Groupon? Disdus? DealKeren? Apa Yang Spesial Dari Mereka???


Deal of the DayBaru-baru ini saya sedang tertarik mendalami web-web yang menawarkan servis penawaran kupon diskon ala Groupon walaupun model web seperti ini sebetulnya sudah agak lama nge-hype. Saya ingat dulu pas awal-awal Groupon diluncurkan, banyak sekali media seperti TechCrunch dan Mashable yang memberitakan kecanggihan Groupon, namun begitu saya masih acuh dulu (maklum sibuk ngantor hehe :) ) .

Seperti pada judul, saya awalnya tidak mengerti apa yang spesial dengan Groupon beserta klon-klonnya yang marak sekali. Namun akhirnya saya nyerah untuk mengacuhkan web dengan servis berbasis kupon ini setelah saya membaca artikel di DailySocial tentang 3 klon Groupon lokal: Disdus, DealKeren, dan Fanesia. Hal ini lalu menarik minat saya dan bertanya-tanya sebegitu besarnya kah efek Groupon hingga sampai ke talenta startup Indonesia? Apa yang spesial dengan web-web yang menggunakan model bisnis seperti ini?
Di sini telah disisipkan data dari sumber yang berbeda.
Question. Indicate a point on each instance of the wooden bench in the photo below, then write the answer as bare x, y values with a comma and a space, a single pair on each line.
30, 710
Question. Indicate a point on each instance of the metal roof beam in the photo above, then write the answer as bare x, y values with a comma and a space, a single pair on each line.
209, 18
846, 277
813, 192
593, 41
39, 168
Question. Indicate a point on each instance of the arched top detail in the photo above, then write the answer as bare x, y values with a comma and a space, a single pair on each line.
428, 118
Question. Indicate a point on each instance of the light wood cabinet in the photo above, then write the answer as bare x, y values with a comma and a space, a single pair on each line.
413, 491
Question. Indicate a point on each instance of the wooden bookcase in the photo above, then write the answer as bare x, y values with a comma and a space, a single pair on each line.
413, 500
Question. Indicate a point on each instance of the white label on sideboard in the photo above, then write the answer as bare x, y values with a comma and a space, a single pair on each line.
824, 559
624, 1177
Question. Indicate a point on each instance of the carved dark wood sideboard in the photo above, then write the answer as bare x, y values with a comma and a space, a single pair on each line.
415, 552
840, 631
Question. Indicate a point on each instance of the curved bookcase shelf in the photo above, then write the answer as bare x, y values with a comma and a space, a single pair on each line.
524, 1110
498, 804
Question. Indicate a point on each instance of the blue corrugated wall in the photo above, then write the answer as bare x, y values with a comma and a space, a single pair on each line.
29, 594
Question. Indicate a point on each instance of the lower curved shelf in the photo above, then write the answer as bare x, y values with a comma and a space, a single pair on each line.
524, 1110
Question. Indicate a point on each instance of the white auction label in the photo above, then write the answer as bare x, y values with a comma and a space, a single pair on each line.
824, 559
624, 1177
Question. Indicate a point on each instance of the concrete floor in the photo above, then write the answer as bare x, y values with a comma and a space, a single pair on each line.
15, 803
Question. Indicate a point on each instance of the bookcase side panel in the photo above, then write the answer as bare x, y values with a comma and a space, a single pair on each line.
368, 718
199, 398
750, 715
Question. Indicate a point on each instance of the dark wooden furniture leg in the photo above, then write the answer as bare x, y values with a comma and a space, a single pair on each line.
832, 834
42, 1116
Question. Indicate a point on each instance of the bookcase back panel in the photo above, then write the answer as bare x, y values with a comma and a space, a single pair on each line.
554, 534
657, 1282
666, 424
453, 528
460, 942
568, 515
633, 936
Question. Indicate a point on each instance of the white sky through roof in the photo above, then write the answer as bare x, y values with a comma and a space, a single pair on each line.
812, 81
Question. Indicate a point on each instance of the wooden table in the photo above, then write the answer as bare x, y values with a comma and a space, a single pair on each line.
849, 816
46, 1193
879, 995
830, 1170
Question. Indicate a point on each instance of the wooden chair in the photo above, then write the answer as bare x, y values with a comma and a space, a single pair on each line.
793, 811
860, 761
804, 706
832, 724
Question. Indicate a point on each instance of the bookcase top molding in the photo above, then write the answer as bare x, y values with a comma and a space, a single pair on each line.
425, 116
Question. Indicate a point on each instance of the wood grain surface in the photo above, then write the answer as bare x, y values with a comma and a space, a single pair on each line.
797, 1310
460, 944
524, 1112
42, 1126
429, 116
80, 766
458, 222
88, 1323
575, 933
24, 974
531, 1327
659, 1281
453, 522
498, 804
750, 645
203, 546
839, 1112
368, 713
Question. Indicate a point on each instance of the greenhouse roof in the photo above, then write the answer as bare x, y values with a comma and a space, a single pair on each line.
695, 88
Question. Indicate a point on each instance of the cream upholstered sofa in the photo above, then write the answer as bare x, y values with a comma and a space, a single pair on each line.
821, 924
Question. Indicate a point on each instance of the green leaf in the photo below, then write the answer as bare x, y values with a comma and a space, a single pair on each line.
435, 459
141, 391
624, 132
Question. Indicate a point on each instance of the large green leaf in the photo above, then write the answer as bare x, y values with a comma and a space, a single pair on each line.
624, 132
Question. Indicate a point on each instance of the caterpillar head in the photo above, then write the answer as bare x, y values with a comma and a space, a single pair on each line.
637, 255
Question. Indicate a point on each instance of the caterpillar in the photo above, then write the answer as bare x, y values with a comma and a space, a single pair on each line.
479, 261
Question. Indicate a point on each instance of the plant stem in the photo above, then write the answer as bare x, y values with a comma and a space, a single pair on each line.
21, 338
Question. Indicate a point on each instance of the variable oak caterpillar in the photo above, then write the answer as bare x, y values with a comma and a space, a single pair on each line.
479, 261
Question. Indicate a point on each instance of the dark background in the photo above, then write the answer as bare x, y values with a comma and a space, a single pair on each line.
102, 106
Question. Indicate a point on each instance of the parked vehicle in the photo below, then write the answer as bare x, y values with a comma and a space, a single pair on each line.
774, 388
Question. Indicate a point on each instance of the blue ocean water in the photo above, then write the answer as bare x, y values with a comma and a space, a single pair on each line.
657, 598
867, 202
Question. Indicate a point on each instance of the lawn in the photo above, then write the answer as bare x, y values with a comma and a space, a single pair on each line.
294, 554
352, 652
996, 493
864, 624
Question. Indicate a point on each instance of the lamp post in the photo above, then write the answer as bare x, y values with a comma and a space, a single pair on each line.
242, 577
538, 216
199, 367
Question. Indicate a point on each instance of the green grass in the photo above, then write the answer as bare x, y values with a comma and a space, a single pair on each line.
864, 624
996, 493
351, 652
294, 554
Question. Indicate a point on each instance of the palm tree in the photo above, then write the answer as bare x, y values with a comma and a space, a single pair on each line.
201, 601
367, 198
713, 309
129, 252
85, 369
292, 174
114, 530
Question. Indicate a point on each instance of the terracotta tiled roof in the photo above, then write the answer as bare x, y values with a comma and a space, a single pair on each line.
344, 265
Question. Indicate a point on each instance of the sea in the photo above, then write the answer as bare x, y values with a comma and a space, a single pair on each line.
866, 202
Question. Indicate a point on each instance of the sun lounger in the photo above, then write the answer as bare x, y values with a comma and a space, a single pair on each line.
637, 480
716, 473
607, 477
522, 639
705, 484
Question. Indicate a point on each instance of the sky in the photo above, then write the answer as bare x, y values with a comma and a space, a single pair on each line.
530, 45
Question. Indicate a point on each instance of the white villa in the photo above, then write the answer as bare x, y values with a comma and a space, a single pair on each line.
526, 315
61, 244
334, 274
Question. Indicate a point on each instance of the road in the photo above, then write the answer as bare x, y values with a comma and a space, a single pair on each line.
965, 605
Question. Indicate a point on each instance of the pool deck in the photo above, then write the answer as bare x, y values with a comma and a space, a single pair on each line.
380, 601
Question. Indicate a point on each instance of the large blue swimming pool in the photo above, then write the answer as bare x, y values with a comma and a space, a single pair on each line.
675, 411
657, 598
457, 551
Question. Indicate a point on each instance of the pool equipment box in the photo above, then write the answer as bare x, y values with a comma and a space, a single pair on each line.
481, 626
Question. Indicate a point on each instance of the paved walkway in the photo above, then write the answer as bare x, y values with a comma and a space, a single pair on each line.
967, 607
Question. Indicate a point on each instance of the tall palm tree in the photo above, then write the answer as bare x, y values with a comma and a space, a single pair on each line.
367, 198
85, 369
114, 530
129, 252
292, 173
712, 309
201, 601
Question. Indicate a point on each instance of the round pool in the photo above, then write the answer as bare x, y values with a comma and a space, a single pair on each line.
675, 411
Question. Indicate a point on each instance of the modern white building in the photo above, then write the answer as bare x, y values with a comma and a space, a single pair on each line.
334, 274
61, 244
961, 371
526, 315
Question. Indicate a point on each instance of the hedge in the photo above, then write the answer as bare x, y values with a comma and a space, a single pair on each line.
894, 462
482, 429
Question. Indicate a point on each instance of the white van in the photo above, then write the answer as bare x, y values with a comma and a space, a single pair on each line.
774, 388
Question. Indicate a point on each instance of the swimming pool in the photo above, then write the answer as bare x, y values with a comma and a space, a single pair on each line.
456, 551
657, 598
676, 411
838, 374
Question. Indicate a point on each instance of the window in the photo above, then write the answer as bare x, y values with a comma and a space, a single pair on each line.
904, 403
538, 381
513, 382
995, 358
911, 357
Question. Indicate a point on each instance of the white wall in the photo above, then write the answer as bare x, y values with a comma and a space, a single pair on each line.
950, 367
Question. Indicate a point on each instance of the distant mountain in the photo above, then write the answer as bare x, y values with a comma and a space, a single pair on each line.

Bayangan saya ketika saya beberapa waktu lalu mendengar Groupon adalah mirip dengan kupon-kupon konvensional yang biasa kita dapatkan ketika berbelanja di supermarket atau ketika membeli koran/majalah yang mana sepertinya sering oleh kalangan non-ibu-ibu. Well…. sepertinya pemikiran saya ini antara salah dan benar. Baik kupon konvensional maupun kupon ala Groupon sama-sama memberikan potongan harga, salah satu pembedanya adalah pada prosedurnya. Berikut adalah prosedur singkat yang saya dapatkan baik itu di Disdus maupun DealKeren:

  1. Web ala Groupon menampilkan penawaran kupon diskon yang tersedia saat ini
  2. Pembeli membeli kupon yang mereka minati
  3. Pembeli tinggal menukarkan kupon yang mereka miliki ke tempat yang tertulis pada kupon tersebut untuk menikmati produk yang mereka inginkan

Cukup simple prosesnya, dan model bisnis seperti ini sepertinya sangat menguntungkan baik itu untuk konsumen, penyedia servis kupon, dan pebisnis. Sederhananya seperti ini konsumen mendapat keuntungan dari potongan harga yang ditawarkan, web ala Groupon mendapat keuntungan dari potongan yang didapat dari setiap pembelian kupon, dan pebisnis mendapat promosi dari penjualan kupon ini. Promosi semacam ini untuk para pebisnis lebih murah daripada harus memasang iklan seperti di billboard atau koran. Mereka hanya harus membayar sesuai dengan berapa banyak kupon yang dibeli. Dan diskon seperti ini juga tidak merugikan pebisnis karena mereka tetap mendapat keuntungan setelah produk mereka dipotong diskon. Simbiosis mutualisme yang sangat baik sekali bukan untuk semua pihak?

Walaupun begitu, untuk Groupon sendiri jika konsumen yang membeli kupon tidak mencapai batas minimum, maka baik Groupon maupun pebisnis tidak mendapatkan keuntungan. Ntah bagaimana dengan Disdus dan DealKeren tapi berhubung mereka adalah clone dari Groupon ya bisa dianggap sama. Dan Disdus serta DealKeren masih menggunakan transfer rekening untuk melakukan transaksi pembelian kupon, beberapa orang bilang model transaksi seperti ini masih kurang optimal. Payment gateway seperti NSIAPAY sepertinya bisa menjadi alternatif.

Walaupun masih menggunakan transfer rekening, Disdus dan DealKeren nampaknya memiliki prospek yang cukup bagus di Indonesia dengan keuntungan yang ditawarkan. Namun begitu untuk membuat web seperti Disdus dan Dealkeren sepertinya tidak bisa dibuat sembarangan jika dibandingkan dengan membuat web jenis lainnya karena tentu harus memiliki kerja sama dengan pebisnis dan memiliki network yang kuat. Kalau tidak ada kerja sama, maka mereka tidak bisa menawarkan apa-apa untuk para konsumen ketika web mereka diluncurkan.

Menarik bukan hehe, perkembangan kedua clone Groupon lokal ini: Disdus dan Dealkeren patut untuk disimak. Ntah dengan Fanesia karena sampai sekarang webnya belum diluncurkan padahal mereka sudah melewati batas waktu yang mereka tentukan sendiri.